To tackle the problem of subtracting rational expressions, we first need to factor polynomials in the denominator. Factoring polynomials involves expressing a polynomial as a product of its simplest factors. This is crucial because it helps simplify expressions and find common denominators.

For example, in the expression \(x^2 - 9\), we recognize it as a difference of squares. A difference of squares is factored as \((a-b)(a+b)\), where \(a=x\) and \(b=3\). Therefore, \(x^2 - 9\) factors into \((x-3)(x+3)\).

Similarly, \(x^2 + 5x + 6\) is a quadratic trinomial. To factor trinomials, we look for two numbers that multiply to the constant term (6) and add to the linear coefficient (5). These numbers are 2 and 3. So, \(x^2 + 5x + 6\) factors into \((x+2)(x+3)\).
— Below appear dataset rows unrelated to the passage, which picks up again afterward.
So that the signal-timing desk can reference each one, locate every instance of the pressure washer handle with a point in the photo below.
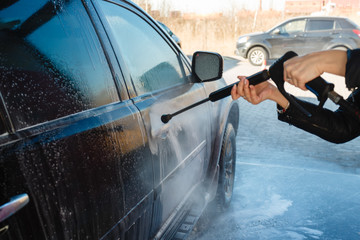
(254, 79)
(320, 88)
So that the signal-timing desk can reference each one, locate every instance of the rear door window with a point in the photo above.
(152, 63)
(293, 27)
(51, 62)
(320, 25)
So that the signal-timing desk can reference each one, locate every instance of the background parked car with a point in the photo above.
(83, 86)
(176, 38)
(301, 35)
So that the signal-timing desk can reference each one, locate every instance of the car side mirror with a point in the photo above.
(276, 31)
(207, 66)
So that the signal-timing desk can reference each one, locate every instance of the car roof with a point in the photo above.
(309, 17)
(317, 17)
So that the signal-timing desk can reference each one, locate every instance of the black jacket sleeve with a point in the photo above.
(352, 74)
(339, 126)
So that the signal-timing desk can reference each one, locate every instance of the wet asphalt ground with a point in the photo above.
(289, 184)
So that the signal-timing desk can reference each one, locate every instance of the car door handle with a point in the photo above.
(15, 204)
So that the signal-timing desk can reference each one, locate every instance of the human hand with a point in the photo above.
(253, 94)
(300, 70)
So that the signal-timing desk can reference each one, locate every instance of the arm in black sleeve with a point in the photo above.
(336, 127)
(352, 74)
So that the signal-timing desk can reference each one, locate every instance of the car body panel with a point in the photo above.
(339, 33)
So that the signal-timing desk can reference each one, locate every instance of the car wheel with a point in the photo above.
(257, 56)
(227, 169)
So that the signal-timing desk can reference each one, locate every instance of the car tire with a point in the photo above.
(227, 169)
(257, 56)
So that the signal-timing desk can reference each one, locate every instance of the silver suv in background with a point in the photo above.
(301, 35)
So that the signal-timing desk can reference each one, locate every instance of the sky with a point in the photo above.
(210, 6)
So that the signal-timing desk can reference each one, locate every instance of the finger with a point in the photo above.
(246, 90)
(255, 99)
(234, 93)
(240, 89)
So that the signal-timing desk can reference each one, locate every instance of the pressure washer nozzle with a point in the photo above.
(166, 118)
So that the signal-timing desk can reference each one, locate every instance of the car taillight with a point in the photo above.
(357, 32)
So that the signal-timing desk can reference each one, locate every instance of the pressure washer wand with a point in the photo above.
(220, 94)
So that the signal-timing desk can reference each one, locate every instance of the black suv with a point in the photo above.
(301, 35)
(83, 151)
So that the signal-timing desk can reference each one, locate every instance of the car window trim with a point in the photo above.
(322, 30)
(122, 65)
(5, 117)
(94, 17)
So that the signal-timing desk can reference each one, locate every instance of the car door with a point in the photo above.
(160, 82)
(319, 34)
(71, 143)
(288, 37)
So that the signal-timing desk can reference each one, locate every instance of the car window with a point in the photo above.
(51, 62)
(318, 25)
(293, 27)
(152, 63)
(337, 25)
(347, 24)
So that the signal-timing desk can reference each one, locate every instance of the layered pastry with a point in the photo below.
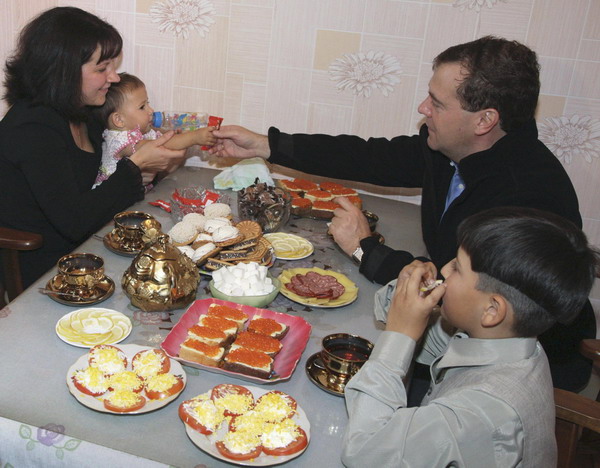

Factoring makes it much easier to manipulate and combine these rational expressions.

When dealing with rational expressions, particularly in subtraction, finding the least common multiple (LCM) of the denominators is essential. This ensures that you have a common base to perform operations such as addition or subtraction.

To find the LCM of polynomial expressions like \((x-3)(x+3)\) and \((x+2)(x+3)\), you combine the factors from both expressions without repeating shared factors. The factor \((x+3)\) is common in both, so it is included only once. Therefore, the LCM is \((x-3)(x+3)(x+2)\).

This LCM serves as a universal denominator, allowing us to express both fractions in the exercise with equivalent denominators, making subtraction straightforward.

After obtaining a common denominator, the next step is to simplify the expression obtained by subtracting the numerators of the fractions. This involves straightforward algebraic manipulation.

In our example, we need to subtract the two expressions: \(\frac{5x(x+2)}{(x-3)(x+3)(x+2)} - \frac{4x(x-3)}{(x-3)(x+3)(x+2)}\). Begin by distributing the terms within each numerator:

• For the first term, distribute: \(5x(x+2) = 5x^2 + 10x\).
• For the second term, distribute: \(4x(x-3) = 4x^2 - 12x\).

Subtract the second result from the first:

• \(5x^2 + 10x - (4x^2 - 12x) = 5x^2 + 10x - 4x^2 + 12x\)
• Combine like terms: \(x^2 + 22x\).

The simplified expression after subtraction is thus \(\frac{x^2 + 22x}{(x-3)(x+3)(x+2)}\). This is simplified to the fullest extent given the scope of the exercise.